T&T’s services sector is increasingly making a contribution to the economy, Trade Minister Vasant Bharath said yesterday.

“The services sector is growing worldwide and also in T&T. We tend to think of ourselves as oil and gas but if we were to look at disaggregating our revenues, services actually constitute a significant part of the economy. In fact it is second to oil and gas in T&T. It is an important part of developing revenue streams,” he said in his address at the T&T Coalition of Services Industries (TTCSI) seminar, Going Global, Structuring Your Winning Pitch For Growth, at the Trinidad Hilton and Conference Centre.

Bharath said the Government is looking for foreign markets for entrepreneurs in different types of services. “More and more, as we build bilateral agreements we are building service components into them. A good example is the signing of the Economic Partnership Agreement (EPA) with the European Union (EU) which allows providers from T&T access to 500 million people across the EU markets,” he said.

Bharath said T&T is moving away from signing agreements with countries that are not beneficial:
“We are now signing services agreements that we actually want to trade with. One of the things we are doing now is in collaboration with the private sector we are looking at which markets we have agreements with, because in the past we have bilaterals with countries we did not really want to trade with and those agreements are a waste of time.” The minister said attracting Foreign Direct Investment (FDI) to T&T is not easy because of the competitive nature of the global economy.

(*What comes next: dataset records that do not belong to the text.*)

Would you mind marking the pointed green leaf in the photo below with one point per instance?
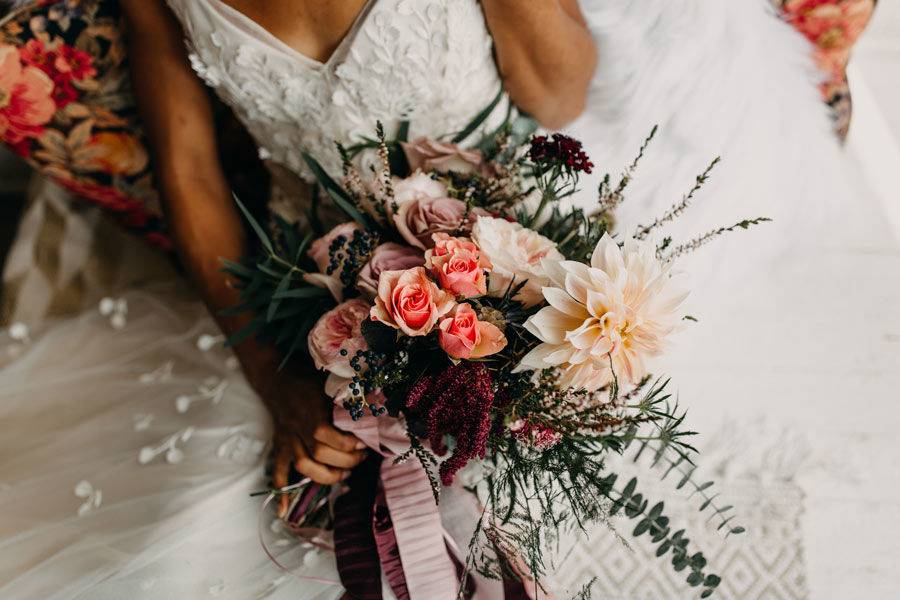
(479, 119)
(276, 301)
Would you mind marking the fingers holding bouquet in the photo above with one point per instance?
(466, 304)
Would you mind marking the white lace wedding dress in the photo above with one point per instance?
(130, 442)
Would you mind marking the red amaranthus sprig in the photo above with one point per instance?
(455, 402)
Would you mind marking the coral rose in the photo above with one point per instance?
(462, 336)
(410, 301)
(458, 265)
(443, 157)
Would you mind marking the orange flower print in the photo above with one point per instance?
(115, 153)
(832, 25)
(26, 102)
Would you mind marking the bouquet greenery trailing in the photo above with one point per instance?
(504, 331)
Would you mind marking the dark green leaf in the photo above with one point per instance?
(479, 119)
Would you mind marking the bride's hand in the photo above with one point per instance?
(303, 434)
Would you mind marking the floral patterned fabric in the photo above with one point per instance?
(833, 26)
(66, 106)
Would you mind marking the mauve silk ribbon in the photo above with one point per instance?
(428, 570)
(388, 521)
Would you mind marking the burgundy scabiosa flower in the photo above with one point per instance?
(455, 402)
(560, 150)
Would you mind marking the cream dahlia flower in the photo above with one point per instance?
(609, 315)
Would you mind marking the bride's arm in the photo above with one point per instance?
(206, 228)
(546, 55)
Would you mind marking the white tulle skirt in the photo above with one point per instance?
(130, 446)
(130, 443)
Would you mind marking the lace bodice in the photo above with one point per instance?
(429, 62)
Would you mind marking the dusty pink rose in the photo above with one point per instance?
(319, 249)
(418, 220)
(410, 301)
(458, 265)
(26, 102)
(336, 337)
(443, 157)
(387, 257)
(463, 336)
(417, 186)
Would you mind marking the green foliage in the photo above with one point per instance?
(272, 288)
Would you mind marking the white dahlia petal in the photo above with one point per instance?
(564, 303)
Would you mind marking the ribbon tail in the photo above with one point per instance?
(355, 547)
(430, 573)
(388, 551)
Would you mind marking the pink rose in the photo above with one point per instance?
(337, 337)
(429, 155)
(463, 336)
(458, 265)
(319, 250)
(418, 220)
(416, 187)
(387, 257)
(410, 301)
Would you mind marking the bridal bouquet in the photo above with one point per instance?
(477, 331)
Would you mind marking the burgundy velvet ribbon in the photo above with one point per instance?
(365, 542)
(354, 542)
(388, 551)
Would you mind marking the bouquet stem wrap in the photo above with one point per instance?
(389, 521)
(428, 570)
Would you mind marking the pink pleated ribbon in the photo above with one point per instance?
(391, 522)
(428, 569)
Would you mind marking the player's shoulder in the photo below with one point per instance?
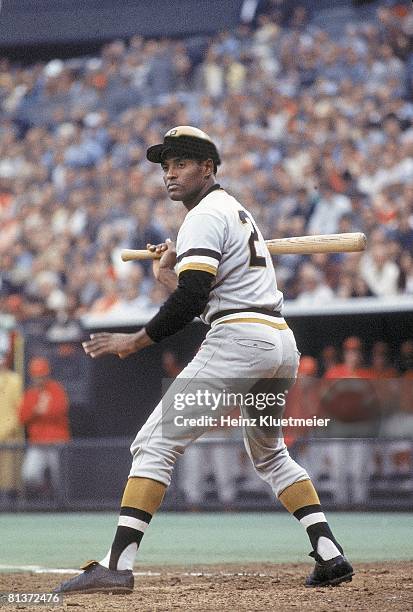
(216, 203)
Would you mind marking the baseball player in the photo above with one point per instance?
(221, 271)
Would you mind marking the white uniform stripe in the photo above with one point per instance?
(312, 519)
(210, 261)
(130, 521)
(249, 315)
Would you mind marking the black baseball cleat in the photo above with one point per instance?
(331, 572)
(98, 579)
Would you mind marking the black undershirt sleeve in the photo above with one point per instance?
(187, 302)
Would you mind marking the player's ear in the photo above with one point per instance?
(209, 168)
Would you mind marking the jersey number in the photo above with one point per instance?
(255, 260)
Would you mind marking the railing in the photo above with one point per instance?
(216, 474)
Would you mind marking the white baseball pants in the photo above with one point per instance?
(234, 355)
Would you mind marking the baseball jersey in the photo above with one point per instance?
(220, 236)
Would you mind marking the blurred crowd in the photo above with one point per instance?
(316, 135)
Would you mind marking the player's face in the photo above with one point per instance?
(184, 178)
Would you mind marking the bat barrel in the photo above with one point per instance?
(328, 243)
(304, 245)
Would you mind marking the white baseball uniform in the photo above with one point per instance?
(248, 341)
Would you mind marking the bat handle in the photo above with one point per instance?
(136, 255)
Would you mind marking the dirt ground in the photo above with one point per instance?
(229, 588)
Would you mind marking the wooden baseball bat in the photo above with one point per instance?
(298, 245)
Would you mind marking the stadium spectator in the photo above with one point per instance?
(329, 145)
(10, 429)
(44, 413)
(352, 364)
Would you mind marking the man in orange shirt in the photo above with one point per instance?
(44, 412)
(352, 404)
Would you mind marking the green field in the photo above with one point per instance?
(67, 540)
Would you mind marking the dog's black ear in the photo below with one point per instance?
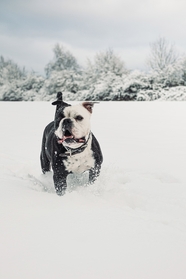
(59, 102)
(89, 105)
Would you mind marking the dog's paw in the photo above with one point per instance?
(60, 191)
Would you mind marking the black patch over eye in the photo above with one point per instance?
(78, 118)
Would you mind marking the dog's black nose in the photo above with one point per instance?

“It is difficult today to attract the investment dollar, particularly after 2008. The absolute necessity when you have a product or service is that you have got to create a uniqueness about it that will attract the investor you want to sell to,” he said. “Investors and consumers, because of choice of country or product, have become far more judicious in the last two or three years.”

Bharath advised businesses to know what their competition is like when they begin exporting. “You cannot go out there and you have no idea what your competition is like because they may have gone way past you as you have products or services that are either outdated or substandard,” he said.